Dai migranti richiedenti asilo ai minori in regime di semilibertà di Chiaramonte Gulfi, dagli abitanti Rione Sanità di Napoli ai malati di Alzheimer di Trento: l’archeologia non è solo scavi e studi scientifici, ma può diventare anche un potente strumento di inclusione.
Esempi concreti e casi di successo di questo ruolo sociale dell’archeologia saranno presentati lunedì 28 novembre al Dipartimento di Storia Culture Civiltà dell’Università di Bologna (dalle ore 10, nell’Aula Prodi – Piazza San Giovanni 2, Bologna) nel corso dell’appuntamento “Archeologia condivisa: la ricerca per tutti”.

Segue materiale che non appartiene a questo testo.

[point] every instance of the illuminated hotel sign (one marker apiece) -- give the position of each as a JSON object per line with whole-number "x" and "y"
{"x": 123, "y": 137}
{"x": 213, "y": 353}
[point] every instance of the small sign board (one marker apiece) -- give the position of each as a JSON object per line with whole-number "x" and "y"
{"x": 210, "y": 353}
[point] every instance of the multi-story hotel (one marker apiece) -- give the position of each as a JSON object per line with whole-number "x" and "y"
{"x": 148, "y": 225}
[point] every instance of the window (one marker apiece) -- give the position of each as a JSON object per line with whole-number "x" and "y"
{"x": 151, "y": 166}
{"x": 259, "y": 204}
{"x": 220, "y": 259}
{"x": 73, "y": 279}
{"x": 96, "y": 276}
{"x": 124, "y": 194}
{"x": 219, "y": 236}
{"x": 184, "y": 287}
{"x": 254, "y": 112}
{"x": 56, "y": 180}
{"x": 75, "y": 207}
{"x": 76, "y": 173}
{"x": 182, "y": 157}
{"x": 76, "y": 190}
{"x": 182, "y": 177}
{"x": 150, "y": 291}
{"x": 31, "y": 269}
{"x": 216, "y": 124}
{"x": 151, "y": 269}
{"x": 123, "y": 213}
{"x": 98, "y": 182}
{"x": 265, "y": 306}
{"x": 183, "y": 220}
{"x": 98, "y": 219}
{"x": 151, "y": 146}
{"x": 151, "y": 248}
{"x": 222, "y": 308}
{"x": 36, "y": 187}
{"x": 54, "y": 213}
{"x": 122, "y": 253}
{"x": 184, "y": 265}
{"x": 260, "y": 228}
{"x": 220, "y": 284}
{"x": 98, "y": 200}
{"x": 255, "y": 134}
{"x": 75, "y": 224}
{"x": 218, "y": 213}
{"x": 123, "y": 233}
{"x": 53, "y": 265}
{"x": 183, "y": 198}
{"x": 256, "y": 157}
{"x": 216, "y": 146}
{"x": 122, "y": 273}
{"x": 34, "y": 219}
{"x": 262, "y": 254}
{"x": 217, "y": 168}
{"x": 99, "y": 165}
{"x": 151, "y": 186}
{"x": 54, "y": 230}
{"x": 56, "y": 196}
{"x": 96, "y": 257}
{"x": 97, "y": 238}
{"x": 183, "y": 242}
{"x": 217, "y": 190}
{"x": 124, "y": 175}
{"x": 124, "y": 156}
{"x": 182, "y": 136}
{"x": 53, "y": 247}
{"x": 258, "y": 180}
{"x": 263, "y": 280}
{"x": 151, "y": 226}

Organizzato dalle professoresse dell’Alma Mater Isabella Baldini e Maria Teresa Guaitoli, l’evento sarà un’occasione per scoprire casi virtuosi di interazione tra ricerca archeologica e realtà sociali.
“Oggi l’archeologia non viene più intesa come una disciplina autoreferente, destinata solo agli specialisti”, spiegano le due organizzatrici. “Si pone invece in termini di reciprocità e di integrazione profonda tra soggetti diversi, ridefinendo così il suo ruolo e potenziando il suo impatto diretto nel contesto sociale”.
L’incontro sarà guidato da Arturo Zampaglione, giornalista e direttore del progetto “Vulci nel mondo”, e da Carla Sfameni dell’Istituto di Scienze del Patrimonio Culturale del CNR. Durante la giornata saranno presentate esperienze a livello nazionale e internazionale grazie alle quali comunità e gruppi sociali diversi hanno potuto collaborare ai risultati scientifici delle missioni di scavo archeologico, in un clima di forte coesione e di crescita civile. Senza dimenticare le esperienze di “archeologia partecipata” che hanno permesso di valorizzare i risultati delle indagini utilizzando strumenti digitali come forma di divulgazione e di crescita culturale allargata alla cittadinanza.